Although the overall quality of city streets in Los Angeles has improved since 2013, a geographic difference in street quality throughout the city remains an issue. Improvement rates in the San Fernando Valley are double those found in the rest of the city, whereas neighborhoods such as Mount Washington and Silver Lake rank among the shoddiest in the city.
The inequity is the result of a strategy akin to reverse triage: Unable to pay to fix all its broken streets, L.A. has chosen to spend its money to preserve so-so roadways — and largely ignore the very worst.
City leaders say they have little choice. Tackling the most battered streets would use so much funding that the city would be unable to prevent salvageable others from sliding into disrepair. Unless the city gets a lot more money, they say, the worst roads will remain the worst.
On average Los Angeles streets score a C on the city’s Pavement Condition Index (PCI), which is a sliding scale from zero to 100 points (a perfect A.) The city uses the PCI data to prioritize fixes.

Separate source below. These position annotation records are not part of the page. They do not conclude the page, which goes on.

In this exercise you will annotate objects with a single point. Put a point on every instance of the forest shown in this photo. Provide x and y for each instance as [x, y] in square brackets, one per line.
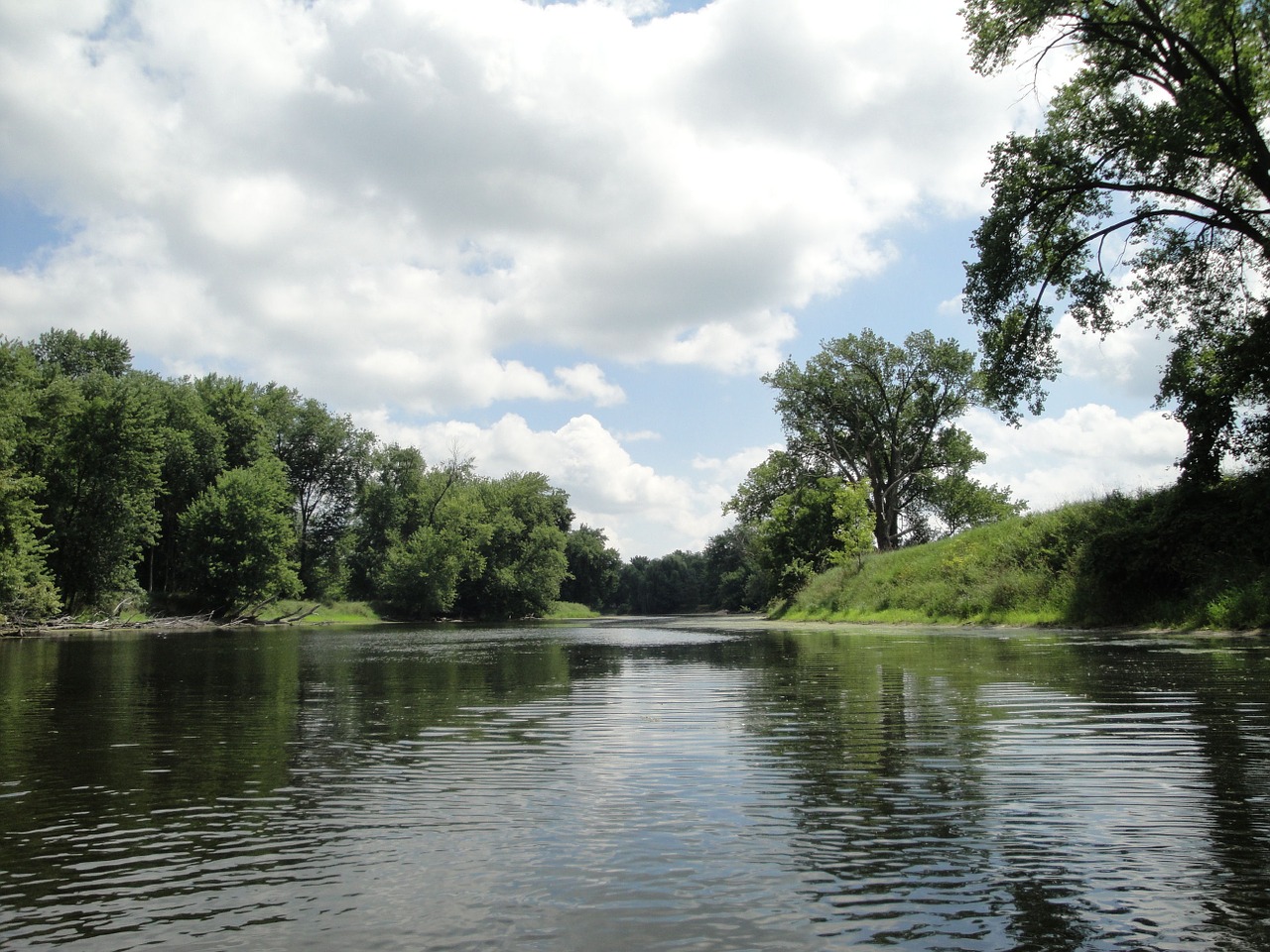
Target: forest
[208, 495]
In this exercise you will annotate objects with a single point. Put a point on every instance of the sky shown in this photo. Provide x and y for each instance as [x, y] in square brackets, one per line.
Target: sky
[567, 238]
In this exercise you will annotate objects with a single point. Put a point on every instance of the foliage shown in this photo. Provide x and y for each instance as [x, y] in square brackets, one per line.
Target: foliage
[671, 584]
[94, 444]
[236, 538]
[1152, 164]
[1179, 557]
[733, 579]
[524, 552]
[325, 458]
[869, 412]
[213, 493]
[594, 569]
[566, 611]
[851, 525]
[27, 588]
[437, 544]
[804, 531]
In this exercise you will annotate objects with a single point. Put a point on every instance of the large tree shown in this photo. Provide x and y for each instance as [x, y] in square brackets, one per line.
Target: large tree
[1150, 177]
[594, 569]
[95, 445]
[238, 536]
[27, 587]
[326, 458]
[866, 411]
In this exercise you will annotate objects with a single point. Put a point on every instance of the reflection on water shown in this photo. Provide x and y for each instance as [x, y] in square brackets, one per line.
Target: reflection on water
[578, 787]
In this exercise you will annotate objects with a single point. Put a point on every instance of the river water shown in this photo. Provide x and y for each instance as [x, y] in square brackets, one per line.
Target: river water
[634, 785]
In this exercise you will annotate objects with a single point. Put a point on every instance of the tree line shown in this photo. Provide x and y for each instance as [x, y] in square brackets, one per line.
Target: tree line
[209, 494]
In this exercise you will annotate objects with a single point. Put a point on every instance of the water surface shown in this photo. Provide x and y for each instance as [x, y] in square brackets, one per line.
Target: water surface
[634, 785]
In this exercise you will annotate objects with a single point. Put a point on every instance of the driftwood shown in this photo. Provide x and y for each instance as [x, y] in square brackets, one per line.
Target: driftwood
[23, 627]
[252, 615]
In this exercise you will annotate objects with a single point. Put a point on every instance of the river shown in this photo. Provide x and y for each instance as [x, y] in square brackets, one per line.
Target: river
[634, 785]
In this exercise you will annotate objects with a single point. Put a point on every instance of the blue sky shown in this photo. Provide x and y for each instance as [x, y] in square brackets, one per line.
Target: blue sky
[567, 238]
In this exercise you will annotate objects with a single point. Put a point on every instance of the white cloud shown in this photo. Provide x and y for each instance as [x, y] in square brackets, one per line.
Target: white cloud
[381, 202]
[644, 512]
[1083, 453]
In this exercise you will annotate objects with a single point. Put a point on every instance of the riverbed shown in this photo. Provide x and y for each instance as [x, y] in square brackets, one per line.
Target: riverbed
[635, 784]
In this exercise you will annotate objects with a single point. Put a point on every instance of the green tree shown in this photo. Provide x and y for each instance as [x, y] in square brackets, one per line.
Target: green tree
[27, 589]
[193, 456]
[390, 506]
[869, 412]
[594, 569]
[236, 409]
[525, 553]
[325, 458]
[421, 532]
[734, 580]
[1150, 177]
[71, 354]
[852, 524]
[95, 445]
[238, 536]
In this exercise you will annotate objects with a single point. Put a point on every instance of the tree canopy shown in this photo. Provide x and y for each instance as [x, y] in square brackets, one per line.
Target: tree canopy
[867, 412]
[1151, 180]
[214, 493]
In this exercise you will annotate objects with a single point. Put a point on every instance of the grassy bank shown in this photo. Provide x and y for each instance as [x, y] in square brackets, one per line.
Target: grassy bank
[1179, 557]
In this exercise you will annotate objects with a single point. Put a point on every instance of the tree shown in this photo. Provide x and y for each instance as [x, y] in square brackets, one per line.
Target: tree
[193, 456]
[733, 578]
[325, 458]
[95, 445]
[525, 552]
[27, 588]
[594, 569]
[238, 536]
[390, 504]
[1150, 178]
[867, 412]
[421, 532]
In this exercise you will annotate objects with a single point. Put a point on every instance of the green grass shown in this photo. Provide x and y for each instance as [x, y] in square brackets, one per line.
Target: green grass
[1178, 557]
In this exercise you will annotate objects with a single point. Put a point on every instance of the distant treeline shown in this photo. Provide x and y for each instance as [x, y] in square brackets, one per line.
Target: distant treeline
[209, 494]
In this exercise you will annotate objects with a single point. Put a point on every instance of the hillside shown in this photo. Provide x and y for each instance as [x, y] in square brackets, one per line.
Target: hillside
[1180, 557]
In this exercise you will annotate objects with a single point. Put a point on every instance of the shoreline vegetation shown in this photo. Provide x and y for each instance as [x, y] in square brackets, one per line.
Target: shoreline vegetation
[1178, 558]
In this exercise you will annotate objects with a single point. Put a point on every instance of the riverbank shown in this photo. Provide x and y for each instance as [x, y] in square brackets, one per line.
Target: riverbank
[1178, 558]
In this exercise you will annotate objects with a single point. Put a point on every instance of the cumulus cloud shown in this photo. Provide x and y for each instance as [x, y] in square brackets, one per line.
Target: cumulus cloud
[1083, 453]
[381, 202]
[644, 513]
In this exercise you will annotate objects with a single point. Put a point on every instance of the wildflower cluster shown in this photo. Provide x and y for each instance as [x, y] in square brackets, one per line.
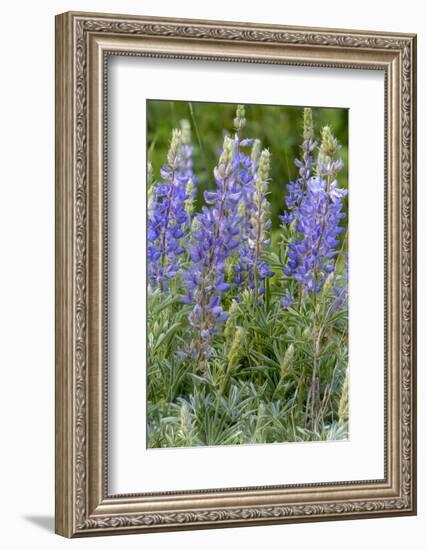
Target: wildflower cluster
[241, 302]
[316, 211]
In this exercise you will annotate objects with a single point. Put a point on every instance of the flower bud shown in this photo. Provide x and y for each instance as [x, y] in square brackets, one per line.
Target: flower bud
[308, 124]
[185, 132]
[240, 120]
[174, 147]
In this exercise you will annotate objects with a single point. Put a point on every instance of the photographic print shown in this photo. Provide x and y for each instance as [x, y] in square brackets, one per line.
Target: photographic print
[247, 270]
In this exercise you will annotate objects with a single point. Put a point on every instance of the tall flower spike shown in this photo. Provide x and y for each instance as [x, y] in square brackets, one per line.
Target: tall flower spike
[317, 216]
[240, 120]
[214, 239]
[166, 218]
[260, 224]
[185, 169]
[297, 188]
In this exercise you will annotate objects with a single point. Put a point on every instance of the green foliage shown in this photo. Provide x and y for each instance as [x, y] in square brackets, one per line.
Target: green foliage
[275, 373]
[257, 385]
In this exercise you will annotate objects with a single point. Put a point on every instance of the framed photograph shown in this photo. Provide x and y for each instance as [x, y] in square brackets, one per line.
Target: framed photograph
[235, 274]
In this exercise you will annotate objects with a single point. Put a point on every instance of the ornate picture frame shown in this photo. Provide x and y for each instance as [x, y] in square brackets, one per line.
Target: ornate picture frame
[84, 42]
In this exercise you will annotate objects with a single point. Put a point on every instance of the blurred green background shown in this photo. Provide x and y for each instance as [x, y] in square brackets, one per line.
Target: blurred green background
[278, 127]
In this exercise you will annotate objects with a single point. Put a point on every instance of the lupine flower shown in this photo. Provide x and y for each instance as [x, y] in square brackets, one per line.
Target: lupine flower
[215, 236]
[167, 217]
[311, 257]
[185, 168]
[296, 189]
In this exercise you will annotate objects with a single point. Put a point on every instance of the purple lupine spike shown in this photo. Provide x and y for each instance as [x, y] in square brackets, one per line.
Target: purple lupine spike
[317, 215]
[167, 217]
[215, 237]
[296, 189]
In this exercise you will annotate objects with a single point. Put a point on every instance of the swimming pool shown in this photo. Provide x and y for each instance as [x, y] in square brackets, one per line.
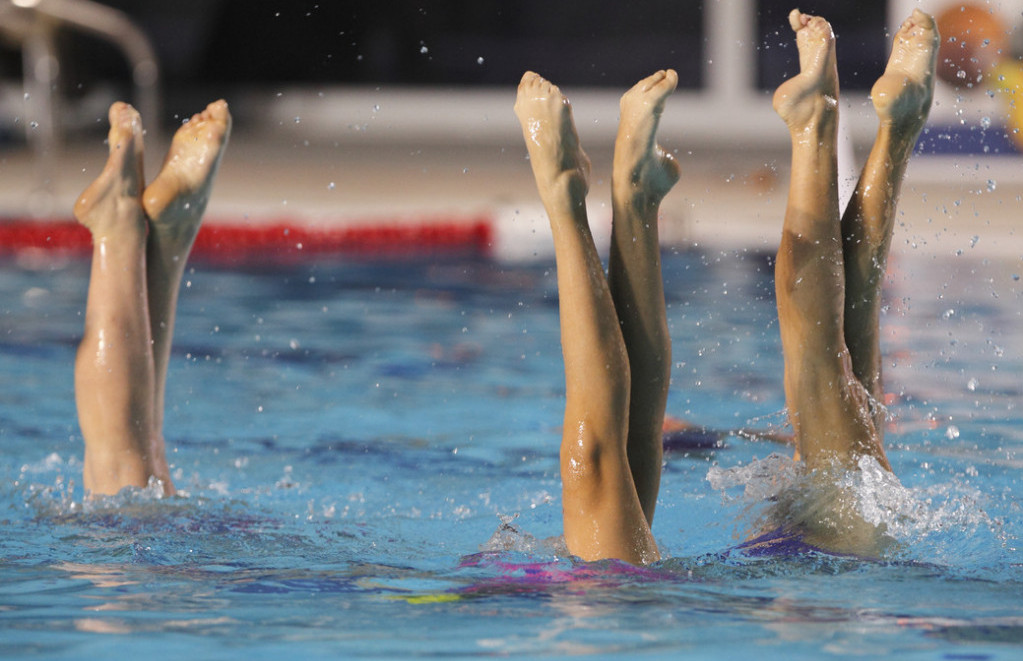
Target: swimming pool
[353, 437]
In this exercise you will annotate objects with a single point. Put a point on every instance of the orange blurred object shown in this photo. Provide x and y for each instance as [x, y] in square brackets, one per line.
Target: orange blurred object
[974, 40]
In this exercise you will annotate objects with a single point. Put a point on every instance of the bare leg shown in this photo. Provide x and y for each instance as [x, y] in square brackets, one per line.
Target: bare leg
[829, 408]
[175, 203]
[603, 515]
[642, 175]
[902, 98]
[114, 370]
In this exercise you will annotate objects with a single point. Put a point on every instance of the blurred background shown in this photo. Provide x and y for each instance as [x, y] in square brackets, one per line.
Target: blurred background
[397, 113]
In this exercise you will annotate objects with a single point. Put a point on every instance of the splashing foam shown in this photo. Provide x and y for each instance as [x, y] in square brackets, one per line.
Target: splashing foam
[864, 511]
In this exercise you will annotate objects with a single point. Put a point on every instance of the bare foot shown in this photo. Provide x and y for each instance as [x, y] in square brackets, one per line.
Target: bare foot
[812, 93]
[902, 95]
[115, 196]
[651, 170]
[554, 152]
[177, 197]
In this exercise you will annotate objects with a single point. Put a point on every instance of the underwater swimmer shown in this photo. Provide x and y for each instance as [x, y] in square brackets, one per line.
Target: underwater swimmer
[829, 272]
[141, 239]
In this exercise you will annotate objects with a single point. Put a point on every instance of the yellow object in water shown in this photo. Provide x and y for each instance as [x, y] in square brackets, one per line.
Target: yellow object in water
[1007, 82]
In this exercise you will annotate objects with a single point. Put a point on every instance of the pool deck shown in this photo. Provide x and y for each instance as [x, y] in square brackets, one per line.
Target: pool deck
[305, 172]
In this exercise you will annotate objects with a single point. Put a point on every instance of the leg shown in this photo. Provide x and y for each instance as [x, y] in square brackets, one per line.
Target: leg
[175, 203]
[114, 370]
[829, 408]
[902, 98]
[603, 515]
[642, 175]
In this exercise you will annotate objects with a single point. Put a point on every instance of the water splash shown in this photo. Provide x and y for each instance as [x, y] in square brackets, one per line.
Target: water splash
[864, 511]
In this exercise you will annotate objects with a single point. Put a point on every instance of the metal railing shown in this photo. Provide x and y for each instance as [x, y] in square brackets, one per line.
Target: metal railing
[32, 25]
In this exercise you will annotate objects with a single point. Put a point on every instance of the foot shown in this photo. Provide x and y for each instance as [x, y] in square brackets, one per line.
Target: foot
[902, 95]
[558, 160]
[650, 170]
[811, 94]
[176, 200]
[114, 199]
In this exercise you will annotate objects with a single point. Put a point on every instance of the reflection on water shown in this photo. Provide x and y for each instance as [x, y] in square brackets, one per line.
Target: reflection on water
[370, 460]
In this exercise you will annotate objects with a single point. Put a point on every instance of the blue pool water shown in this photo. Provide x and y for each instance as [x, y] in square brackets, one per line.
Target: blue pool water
[370, 458]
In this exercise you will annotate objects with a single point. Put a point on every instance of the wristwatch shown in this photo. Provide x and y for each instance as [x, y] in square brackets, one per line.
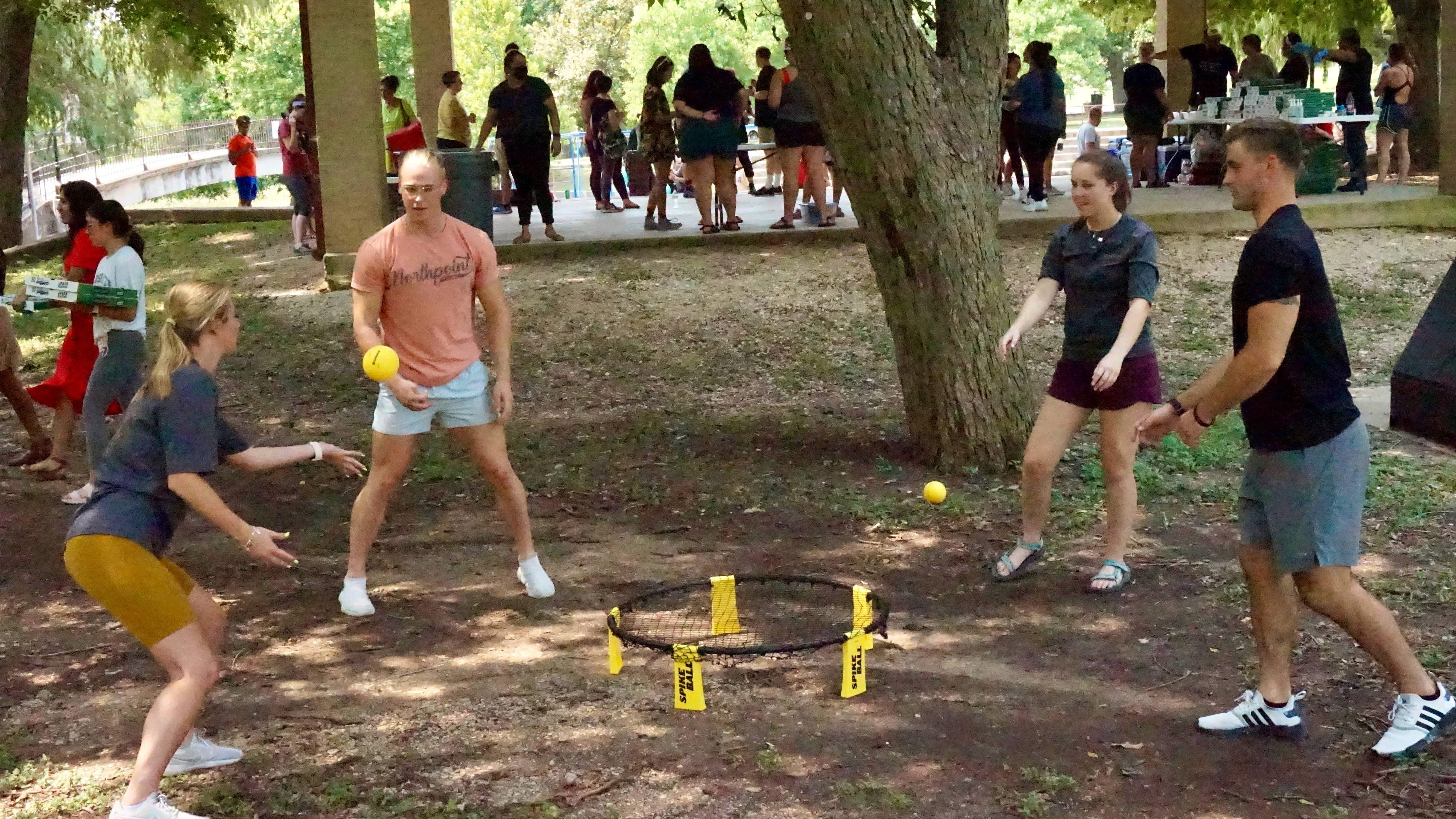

But improving L.A.’s street network is a tall order. It’s the largest municipal system in the country, with 28,000 lane miles of paved roadway. Three years ago, street officials set a goal to bring the overall grade of roads in each city council district to the same level, but since 2013 more than 70% of C grade streets have been maintained or improved — compared with less than half of failing (D or F grade) streets. Kevin James, president of the Board of Public Works, says it’s more cost effective for the city’s Bureau of Street Services to maintain roads graded C or higher than to let them fall below that level.
The city also prioritizes fixing larger streets with heavier usage—major thoroughfares are improved at five times the rate of residential streets. Areas with concrete streets tend to be neglected. About 5% of city roadways are made of concrete, and nearly all have worsened in recent years, falling deeper into disrepair. Fixing a broken concrete street can cost up to 36 times as much as repairing a C street, according to the public works department.
For residents whose neighborhoods have heavy concentrations of failing and concrete streets, James was frank: “It’s just, without additional funding, going to take a very long time.”
Los Angeles County residents will vote in November on a ballot measure for a half-cent sales tax increase to fund rail expansion and road improvements. It includes a motion to set aside at least two-thirds of the estimated $55 million in “local return” money generated annually by the ballot measure for the repair of D- and F-rated streets.
James cautioned that without a budget infusion, the current pavement-preservation strategy will produce diminishing returns — the failing streets will never get fixed, and the mediocre streets will stay at the same level. “We are going to hit a wall at some point,” he said.